Contains 449 bp of SHS1 5′ UTR. Strain GFY-2613 was constructed by PCR amplifying the prSHS1::GFP(S65T)::ADH(t)::KanR fragment from pGF-IVL1348 along with 500 bp of flanking homology engineered upstream of prSHS1 and downstream of the KanR cassette and transforming into WT BY4741 yeast. Strains GFY-2615, GFY-2621, and GFY-2622 were constructed in a similar manner from pGF-IVL1350, pGF-IVL1352, and pGF-IVL1353, respectively.
Enhanced GFP (eGFP) contains S65T, F64L, R88Q, and H239L.

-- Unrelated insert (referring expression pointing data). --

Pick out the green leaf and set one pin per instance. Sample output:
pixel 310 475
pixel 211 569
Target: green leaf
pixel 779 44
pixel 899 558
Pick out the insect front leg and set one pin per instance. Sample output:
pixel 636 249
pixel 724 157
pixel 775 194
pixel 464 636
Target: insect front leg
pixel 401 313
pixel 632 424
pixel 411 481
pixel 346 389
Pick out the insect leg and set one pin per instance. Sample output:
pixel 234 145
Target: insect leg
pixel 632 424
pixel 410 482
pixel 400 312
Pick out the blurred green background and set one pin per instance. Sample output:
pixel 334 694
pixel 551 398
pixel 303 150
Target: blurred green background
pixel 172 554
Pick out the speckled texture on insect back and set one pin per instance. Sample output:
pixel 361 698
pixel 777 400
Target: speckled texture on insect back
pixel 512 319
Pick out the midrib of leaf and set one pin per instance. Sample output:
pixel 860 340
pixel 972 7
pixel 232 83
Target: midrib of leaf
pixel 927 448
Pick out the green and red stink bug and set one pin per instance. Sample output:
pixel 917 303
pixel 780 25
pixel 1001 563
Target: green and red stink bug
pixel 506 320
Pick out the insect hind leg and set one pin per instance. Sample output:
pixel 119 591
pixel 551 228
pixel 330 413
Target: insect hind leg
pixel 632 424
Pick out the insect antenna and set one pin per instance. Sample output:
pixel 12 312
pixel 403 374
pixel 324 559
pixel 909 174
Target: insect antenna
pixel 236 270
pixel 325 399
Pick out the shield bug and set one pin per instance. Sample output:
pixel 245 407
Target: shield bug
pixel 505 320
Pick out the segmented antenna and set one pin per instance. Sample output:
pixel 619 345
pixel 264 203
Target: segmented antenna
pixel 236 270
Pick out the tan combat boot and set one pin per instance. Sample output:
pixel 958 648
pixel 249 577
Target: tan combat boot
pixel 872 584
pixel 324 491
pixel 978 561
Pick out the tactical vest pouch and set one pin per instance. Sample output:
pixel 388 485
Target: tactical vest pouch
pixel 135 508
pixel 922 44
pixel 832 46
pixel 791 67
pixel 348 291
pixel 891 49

Contains 477 bp of CDC12 5′ UTR.
The following strains were constructed by first adding pGF-IVL1146 to WT BY4741 (GFY-2442) or WT BY4742 (GFY-2440) yeast. This “covering vector” expresses WT CDC11 with 21 codons mutated from their native code to an alternative codon (without changing the final protein sequence). Second, the endogenous CDC11 was deleted by transforming this strain with a PCR fragment of cdc11Δ::HygR with flanking 5′ and 3′ UTR (300 bp) amplified from a chromosomal preparation of GFY-155 and selecting for resistance to hygromycin and lethality on media containing 5-FOA (loss of CDC11 renders cells inviable at 30°C). Third, a plasmid was constructed using three rounds of subsequent in vivo ligation and homologous recombination in yeast (Finnigan and Thorner, 2015) to assemble prCDC11::cdc11(357-415Δ)::mCherry::CDC10 3′UTR::prGAL1/10::SpCas9::NLS::SHS1 3′UTR::prCCW12::KanR on pRS315 (pGF-IVL1149). S. pyogenes Cas9 (yeast codon bias, CAI = 0.92) contains a C-terminal SV40 nuclear localization signal (SRADPKKKRKV) and is under transcriptional control of the GAL1/10 promoter (814 bp). The cdc11(357-415Δ) mutant contains 13 residues with alternative codons near the N-terminus and contains the CDC10 terminator sequence (465 bp). Cas9 contains the SHS1 terminator sequence (486 bp). The KanR MX cassette has been modified to remove the P(tef) constitutive promoter with the native yeast CCW12 promoter (992 bp) which still allows for selection of resistance to G418 disulfide. This entire linear fragment containing both CDC11 and Cas9 was amplified in 2 separate PCR reactions with overlapping sequence within the central region of Cas9 and co-transformed into the cdc11Δ::HygR yeast also expressing the aforementioned covering vector. The CDC11 promoter (330 bp) and MX(terminator) sequence (235 bp) provided homology to the native CDC11 locus to integrate the entire gene drive cassette. The Cdc11 C-Terminal Extension domain (residues 357-415; CTE) is not required for septin filament formation (Versele et al., 2004) yet causes a severe loss of function when paired with shs1Δ or other mutations such as bni5Δ (Finnigan et al., 2015a).
GFY-150 yeast (BY4742; cdc11Δ::KanR) or GFY-153 (BY4741; cdc11Δ::KanR) were transformed with a PCR fragment containing prCDC11::CDC11(WT)::GFP::ADH(t)::SpHIS5 (amplified from pGF-IVL1354) to create GFY-2624 and GFY-2625.